Fast forward to when I had children of my own. I believed in my parent’s method of raising a child, though not with the hitting part. I admit, I had my moments, but most of the time I refrained from smacking if not from the yelling. There was plenty of yelling – I, like my parents, reacted in kind to my children’s tantrums.

Then, about three years ago I learned something that would change not only my life, but those of my children and the people around me: Applied Behavioural Analysis, or ABA. ABA is widely used to help with negative behaviours in Autistic individuals. But it didn’t take me long to figure out that it can be applied to anyone – even myself.

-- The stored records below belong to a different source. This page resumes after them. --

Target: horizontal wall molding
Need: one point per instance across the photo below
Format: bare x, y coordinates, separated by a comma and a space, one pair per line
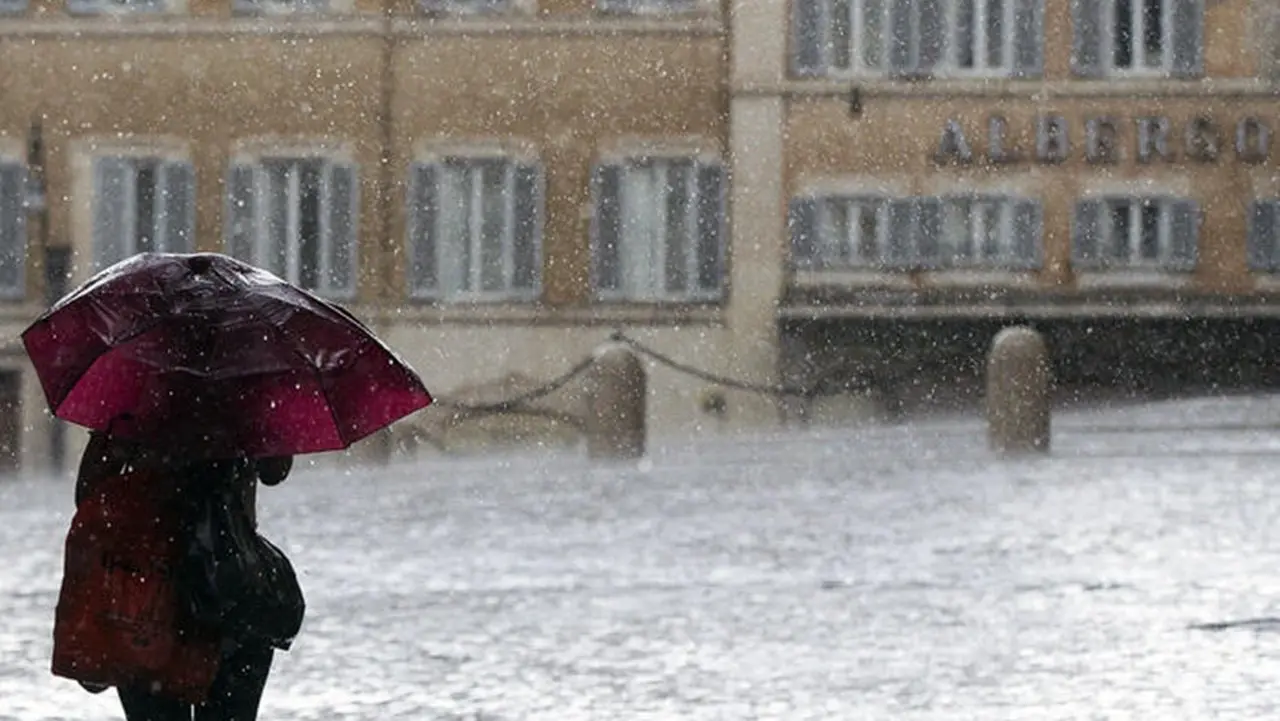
366, 26
1037, 91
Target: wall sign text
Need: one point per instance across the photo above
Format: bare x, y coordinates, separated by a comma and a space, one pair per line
1152, 138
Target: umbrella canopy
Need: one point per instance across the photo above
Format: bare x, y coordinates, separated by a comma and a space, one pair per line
205, 352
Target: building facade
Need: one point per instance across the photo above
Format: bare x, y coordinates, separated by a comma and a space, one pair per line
768, 190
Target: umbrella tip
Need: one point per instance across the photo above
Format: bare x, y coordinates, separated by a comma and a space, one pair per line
199, 264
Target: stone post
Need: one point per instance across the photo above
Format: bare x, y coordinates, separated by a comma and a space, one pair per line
616, 405
1018, 392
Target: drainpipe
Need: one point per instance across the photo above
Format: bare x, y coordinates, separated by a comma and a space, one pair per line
54, 260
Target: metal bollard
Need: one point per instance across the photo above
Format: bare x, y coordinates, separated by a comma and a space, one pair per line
1018, 392
616, 405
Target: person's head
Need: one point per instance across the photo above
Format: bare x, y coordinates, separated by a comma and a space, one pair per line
274, 469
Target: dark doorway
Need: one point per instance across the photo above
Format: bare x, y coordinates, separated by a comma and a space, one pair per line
10, 421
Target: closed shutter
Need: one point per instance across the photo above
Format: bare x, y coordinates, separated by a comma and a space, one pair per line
424, 281
803, 228
528, 233
807, 37
1086, 234
932, 19
711, 229
241, 213
928, 234
339, 241
1028, 39
113, 210
903, 220
1262, 234
607, 228
1184, 220
177, 206
1188, 39
1087, 46
13, 229
1028, 229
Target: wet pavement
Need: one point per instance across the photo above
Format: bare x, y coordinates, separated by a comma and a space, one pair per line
883, 573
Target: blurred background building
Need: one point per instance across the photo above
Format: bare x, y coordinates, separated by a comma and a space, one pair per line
841, 194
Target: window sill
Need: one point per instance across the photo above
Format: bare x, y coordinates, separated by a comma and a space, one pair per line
880, 86
539, 314
906, 278
1132, 278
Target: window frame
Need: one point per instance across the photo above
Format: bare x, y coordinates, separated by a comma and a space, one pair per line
1264, 258
283, 8
512, 165
1171, 256
694, 295
330, 165
648, 8
18, 204
161, 241
863, 63
1093, 40
131, 8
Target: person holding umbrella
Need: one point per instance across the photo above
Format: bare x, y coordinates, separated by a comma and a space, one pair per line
199, 375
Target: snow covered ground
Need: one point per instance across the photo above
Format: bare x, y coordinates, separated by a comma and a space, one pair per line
882, 573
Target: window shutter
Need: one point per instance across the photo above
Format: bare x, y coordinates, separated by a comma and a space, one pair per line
803, 228
1184, 234
901, 28
1028, 39
1028, 229
113, 210
901, 233
1262, 234
928, 241
711, 228
526, 236
1188, 37
342, 211
932, 19
83, 7
240, 223
1086, 234
1087, 21
13, 229
607, 227
424, 279
178, 206
807, 37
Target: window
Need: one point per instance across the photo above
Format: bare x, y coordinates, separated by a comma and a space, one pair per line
644, 7
658, 229
114, 7
840, 232
991, 231
1152, 37
915, 233
1153, 233
141, 205
13, 229
296, 217
465, 7
278, 7
918, 37
1264, 238
475, 229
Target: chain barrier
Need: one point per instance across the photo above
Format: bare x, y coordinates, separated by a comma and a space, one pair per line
519, 404
716, 379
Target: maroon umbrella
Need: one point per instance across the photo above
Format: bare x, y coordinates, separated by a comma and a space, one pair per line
208, 354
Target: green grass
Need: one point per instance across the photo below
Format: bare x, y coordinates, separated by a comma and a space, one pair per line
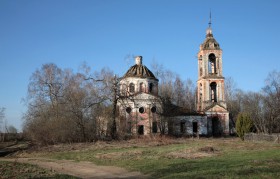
231, 158
17, 170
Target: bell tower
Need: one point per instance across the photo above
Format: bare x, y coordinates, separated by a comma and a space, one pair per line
210, 84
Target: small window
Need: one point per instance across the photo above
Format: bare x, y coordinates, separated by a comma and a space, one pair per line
153, 109
213, 93
151, 87
182, 127
154, 127
141, 110
131, 88
128, 110
141, 130
142, 87
129, 127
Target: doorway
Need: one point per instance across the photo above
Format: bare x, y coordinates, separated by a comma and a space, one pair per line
216, 127
141, 130
195, 128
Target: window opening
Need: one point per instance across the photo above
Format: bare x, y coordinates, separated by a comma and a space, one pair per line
142, 87
213, 88
182, 127
131, 88
141, 110
141, 130
212, 63
128, 110
153, 109
195, 127
154, 127
151, 85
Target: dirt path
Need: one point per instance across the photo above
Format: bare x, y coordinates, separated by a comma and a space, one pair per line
85, 170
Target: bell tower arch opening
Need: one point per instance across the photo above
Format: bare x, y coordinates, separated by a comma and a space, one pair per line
212, 64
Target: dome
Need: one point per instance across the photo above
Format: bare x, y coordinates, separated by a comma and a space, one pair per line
139, 70
210, 42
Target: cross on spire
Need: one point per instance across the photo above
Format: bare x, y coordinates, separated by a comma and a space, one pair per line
210, 20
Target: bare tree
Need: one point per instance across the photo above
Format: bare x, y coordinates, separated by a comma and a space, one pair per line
61, 103
272, 101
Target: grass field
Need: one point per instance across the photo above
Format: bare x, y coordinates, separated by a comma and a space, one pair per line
16, 170
182, 158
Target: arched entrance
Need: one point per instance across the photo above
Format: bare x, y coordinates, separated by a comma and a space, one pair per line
216, 127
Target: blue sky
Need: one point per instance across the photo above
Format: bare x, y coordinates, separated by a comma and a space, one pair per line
103, 32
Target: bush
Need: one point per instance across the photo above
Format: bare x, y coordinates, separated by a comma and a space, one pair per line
244, 124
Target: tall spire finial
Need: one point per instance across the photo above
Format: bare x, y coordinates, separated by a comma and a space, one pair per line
210, 20
209, 29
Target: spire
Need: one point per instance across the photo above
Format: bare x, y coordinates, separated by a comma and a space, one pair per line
209, 29
210, 20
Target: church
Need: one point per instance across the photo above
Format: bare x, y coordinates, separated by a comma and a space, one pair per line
142, 111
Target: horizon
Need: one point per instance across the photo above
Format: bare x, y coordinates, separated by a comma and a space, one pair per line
108, 33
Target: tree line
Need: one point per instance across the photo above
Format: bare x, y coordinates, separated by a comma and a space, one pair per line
261, 108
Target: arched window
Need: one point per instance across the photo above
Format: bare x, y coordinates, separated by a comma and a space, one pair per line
151, 86
142, 87
128, 110
154, 109
131, 88
213, 88
141, 110
212, 64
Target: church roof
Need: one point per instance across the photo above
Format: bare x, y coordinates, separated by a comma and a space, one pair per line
140, 71
210, 42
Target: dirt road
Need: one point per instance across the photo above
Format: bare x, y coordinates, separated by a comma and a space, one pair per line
85, 170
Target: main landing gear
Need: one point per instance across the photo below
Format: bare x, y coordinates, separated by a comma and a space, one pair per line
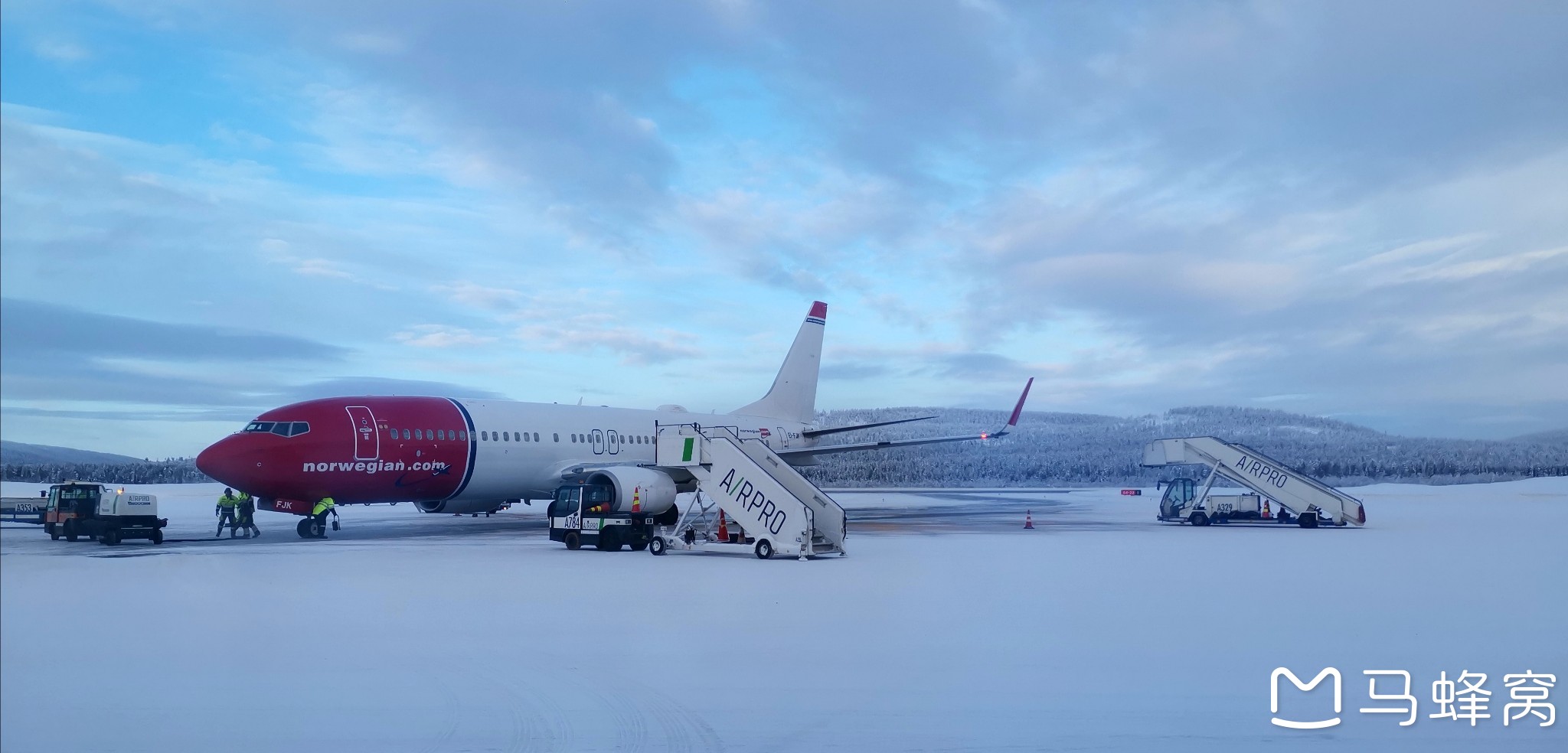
311, 527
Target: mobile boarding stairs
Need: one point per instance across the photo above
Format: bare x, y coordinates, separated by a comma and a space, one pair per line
1307, 497
748, 497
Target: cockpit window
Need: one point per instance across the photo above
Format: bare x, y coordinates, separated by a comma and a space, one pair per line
296, 429
278, 427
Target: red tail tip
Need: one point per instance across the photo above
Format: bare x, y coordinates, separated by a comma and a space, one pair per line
1018, 410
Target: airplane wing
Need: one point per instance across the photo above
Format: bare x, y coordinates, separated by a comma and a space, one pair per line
805, 454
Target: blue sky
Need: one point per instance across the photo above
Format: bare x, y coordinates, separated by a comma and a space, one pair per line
1341, 209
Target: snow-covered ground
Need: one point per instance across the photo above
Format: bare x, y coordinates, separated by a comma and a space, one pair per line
946, 628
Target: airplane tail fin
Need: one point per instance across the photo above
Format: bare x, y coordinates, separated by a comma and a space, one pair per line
794, 393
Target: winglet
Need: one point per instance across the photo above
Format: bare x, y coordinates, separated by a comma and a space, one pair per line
1018, 410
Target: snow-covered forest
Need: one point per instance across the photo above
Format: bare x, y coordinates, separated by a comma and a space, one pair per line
1086, 449
1070, 449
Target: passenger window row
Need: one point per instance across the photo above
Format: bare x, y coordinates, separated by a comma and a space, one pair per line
618, 438
511, 436
429, 433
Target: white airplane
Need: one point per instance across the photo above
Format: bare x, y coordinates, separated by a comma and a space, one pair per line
460, 455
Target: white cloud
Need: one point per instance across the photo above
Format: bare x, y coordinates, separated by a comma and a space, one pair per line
61, 51
480, 297
375, 43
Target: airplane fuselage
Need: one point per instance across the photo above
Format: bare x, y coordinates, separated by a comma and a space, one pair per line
468, 454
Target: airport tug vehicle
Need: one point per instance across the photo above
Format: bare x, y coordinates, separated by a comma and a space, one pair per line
24, 509
748, 499
1279, 494
612, 509
94, 510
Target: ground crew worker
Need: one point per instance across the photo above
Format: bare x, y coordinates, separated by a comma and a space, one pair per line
248, 515
226, 507
318, 512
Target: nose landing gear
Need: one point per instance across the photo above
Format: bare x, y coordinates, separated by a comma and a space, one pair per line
311, 527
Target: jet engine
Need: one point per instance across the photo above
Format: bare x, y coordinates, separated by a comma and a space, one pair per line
649, 490
462, 507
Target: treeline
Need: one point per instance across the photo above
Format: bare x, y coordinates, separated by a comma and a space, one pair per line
155, 471
1083, 449
1051, 449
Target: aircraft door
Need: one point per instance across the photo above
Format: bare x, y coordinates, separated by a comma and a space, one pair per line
1178, 494
368, 442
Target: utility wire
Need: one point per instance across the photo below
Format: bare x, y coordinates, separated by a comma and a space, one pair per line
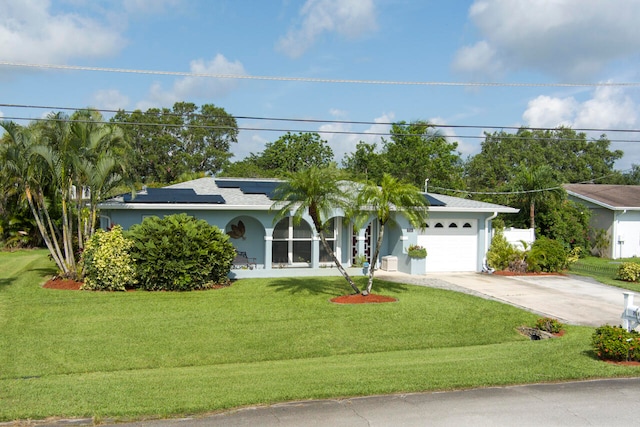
297, 120
308, 79
284, 130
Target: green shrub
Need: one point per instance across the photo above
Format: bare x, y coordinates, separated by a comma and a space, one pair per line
415, 251
629, 272
106, 261
547, 324
501, 252
547, 255
616, 343
180, 253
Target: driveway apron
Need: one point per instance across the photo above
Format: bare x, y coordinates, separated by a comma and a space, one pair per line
571, 299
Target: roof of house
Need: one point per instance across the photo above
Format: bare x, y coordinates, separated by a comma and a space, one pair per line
254, 194
614, 197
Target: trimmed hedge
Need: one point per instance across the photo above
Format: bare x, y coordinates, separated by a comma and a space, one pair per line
615, 343
106, 261
180, 253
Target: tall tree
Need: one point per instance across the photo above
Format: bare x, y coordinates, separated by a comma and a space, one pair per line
572, 157
366, 162
289, 153
392, 197
319, 192
169, 142
533, 186
52, 162
416, 151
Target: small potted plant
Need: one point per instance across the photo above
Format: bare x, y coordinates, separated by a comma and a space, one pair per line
417, 259
417, 251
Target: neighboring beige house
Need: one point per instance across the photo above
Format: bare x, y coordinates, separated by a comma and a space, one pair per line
616, 209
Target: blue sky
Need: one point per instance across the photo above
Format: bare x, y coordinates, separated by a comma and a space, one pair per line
518, 42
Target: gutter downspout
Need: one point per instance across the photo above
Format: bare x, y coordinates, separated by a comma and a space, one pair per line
617, 248
487, 240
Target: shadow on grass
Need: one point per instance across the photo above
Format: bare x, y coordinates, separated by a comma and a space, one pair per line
331, 286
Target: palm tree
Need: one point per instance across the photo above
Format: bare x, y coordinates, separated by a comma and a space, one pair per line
319, 192
392, 196
26, 170
48, 160
536, 184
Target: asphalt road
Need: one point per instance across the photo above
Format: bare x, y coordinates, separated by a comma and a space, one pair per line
589, 403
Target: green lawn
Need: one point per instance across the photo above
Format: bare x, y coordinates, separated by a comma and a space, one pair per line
139, 354
604, 270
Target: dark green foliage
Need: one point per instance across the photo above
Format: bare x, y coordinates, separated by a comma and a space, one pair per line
548, 324
629, 272
547, 255
417, 151
169, 142
616, 343
180, 253
566, 222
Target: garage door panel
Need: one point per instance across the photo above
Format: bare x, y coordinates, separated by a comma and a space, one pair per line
451, 248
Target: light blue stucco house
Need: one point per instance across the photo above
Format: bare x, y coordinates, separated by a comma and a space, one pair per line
456, 235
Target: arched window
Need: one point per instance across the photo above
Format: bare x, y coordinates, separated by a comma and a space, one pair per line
291, 243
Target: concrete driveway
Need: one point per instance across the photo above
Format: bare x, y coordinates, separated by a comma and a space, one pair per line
574, 300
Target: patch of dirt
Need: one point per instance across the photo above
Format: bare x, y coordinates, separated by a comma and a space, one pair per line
64, 284
361, 299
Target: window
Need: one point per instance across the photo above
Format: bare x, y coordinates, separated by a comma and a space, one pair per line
330, 235
291, 243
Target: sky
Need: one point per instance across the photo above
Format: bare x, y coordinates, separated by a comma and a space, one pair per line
343, 68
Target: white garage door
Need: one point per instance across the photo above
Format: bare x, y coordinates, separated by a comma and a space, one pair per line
452, 245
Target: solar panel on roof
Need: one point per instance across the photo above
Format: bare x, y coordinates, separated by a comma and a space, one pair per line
250, 187
173, 195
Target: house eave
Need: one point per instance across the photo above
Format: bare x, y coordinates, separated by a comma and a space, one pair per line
602, 204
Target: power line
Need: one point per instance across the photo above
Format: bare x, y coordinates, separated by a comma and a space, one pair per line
298, 120
282, 130
311, 79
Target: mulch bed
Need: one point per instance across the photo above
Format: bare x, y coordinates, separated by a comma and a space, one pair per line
361, 299
514, 273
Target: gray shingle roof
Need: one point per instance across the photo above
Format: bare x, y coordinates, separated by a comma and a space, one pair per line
231, 190
611, 196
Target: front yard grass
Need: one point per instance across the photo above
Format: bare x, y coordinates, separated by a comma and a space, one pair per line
142, 354
604, 270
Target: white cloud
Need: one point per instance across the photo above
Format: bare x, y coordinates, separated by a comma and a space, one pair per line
30, 33
345, 143
608, 108
110, 99
196, 87
573, 39
550, 112
349, 18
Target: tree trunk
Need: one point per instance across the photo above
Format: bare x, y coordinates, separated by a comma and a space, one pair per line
338, 263
53, 250
374, 259
532, 215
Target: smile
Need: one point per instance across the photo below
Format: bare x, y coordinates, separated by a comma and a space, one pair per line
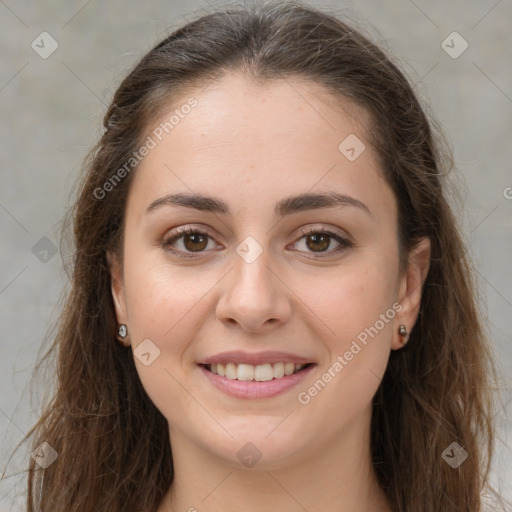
258, 373
255, 381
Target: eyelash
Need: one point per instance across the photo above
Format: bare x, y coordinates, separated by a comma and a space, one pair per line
187, 230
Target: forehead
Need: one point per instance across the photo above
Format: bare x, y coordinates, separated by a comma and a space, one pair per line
250, 140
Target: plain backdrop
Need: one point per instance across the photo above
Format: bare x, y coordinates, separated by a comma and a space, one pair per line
51, 108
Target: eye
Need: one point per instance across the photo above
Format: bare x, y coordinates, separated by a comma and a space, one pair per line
194, 241
319, 240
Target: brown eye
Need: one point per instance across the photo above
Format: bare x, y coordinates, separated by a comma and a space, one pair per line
186, 241
195, 242
319, 241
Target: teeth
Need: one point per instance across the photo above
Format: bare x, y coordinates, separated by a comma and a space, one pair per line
259, 373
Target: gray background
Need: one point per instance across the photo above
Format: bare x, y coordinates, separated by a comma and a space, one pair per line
51, 113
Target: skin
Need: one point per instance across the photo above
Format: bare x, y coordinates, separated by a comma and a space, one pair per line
252, 145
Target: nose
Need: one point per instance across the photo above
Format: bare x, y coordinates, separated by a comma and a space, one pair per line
254, 297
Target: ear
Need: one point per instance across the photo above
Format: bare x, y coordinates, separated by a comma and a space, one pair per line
117, 287
410, 290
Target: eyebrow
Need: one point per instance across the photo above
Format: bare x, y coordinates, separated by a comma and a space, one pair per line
286, 206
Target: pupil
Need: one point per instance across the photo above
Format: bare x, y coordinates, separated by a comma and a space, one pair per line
316, 238
195, 237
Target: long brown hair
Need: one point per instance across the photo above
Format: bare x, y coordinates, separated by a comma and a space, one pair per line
112, 443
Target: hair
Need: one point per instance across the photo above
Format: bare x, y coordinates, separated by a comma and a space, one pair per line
112, 442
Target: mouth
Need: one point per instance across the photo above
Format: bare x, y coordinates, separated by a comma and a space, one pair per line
262, 381
258, 373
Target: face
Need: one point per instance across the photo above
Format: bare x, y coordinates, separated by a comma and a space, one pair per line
263, 281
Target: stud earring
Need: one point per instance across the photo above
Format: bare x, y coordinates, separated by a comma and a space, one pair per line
122, 334
402, 331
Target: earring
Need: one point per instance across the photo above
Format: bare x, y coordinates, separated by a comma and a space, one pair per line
122, 334
402, 331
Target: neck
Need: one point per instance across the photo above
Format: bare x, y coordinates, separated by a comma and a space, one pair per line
336, 475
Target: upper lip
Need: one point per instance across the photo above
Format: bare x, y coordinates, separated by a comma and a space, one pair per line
255, 358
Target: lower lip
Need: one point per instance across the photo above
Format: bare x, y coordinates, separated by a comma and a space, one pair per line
254, 389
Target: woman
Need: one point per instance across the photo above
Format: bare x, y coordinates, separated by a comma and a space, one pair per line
263, 228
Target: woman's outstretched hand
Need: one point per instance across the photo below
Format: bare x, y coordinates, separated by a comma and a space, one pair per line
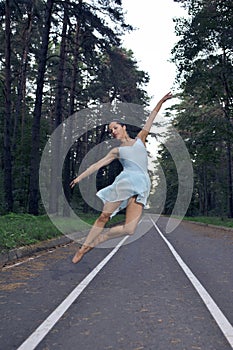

One of the most important lessons I learned was that everything we do and say when communicating for attention can be considered a ‘behaviour.’ For instance, we smile and say hello to a stranger which is a positive behaviour. The attention we receive back is our reward – it is a reward because we elicited our behaviour for the purpose of getting attention. In the case of my children, I found that when I rewarded their good behaviour with attention and ignored the bad, they quickly came to the realization that if they wanted my attention (or for me to react to them in any way at all) they had to be calm. Yelling and screaming to get a reaction out of me became a thing of the past – and it changed my reaction also. No longer was I screaming at them, because they began to come to me with a reasonable tone of voice in the first place.

As I said, this doesn’t only apply to childish behaviour (though many adults display it on a regular basis). Take internet trolls for instance. They display negative behaviour for what? A reward. Their reward is whatever attention we give them. The whiners of the world? I’ll try once to put a positive light on a comment such as, ‘when will this rain end?’ by saying something like, ‘the grass needs it.’ But when they keep on complaining, I change the subject to something more positive, or walk away. Many of us do this without really thinking about it. But it’s different when you’re talking to someone in a casual setting rather than someone you’re with day in and day out. Politeness goes by the wayside after a while, and you either react to it or give in to it and become, basically, the same negative person you’re with.

Unless, you stop rewarding it.

For more information on ABA, go here: where you can find a quick overview of what it’s about.

I’ve always been a ‘cup half full’ sort of person. There have been times in my life when I’ve lost sight of that, I’ll admit. But learning not to react at all to unnecessary negative behaviour (which is not to say that I don’t empathize with people who are genuinely struggling) has made me a more patient, calm and positive person.

Thanks very much, Oliana, for this prompt!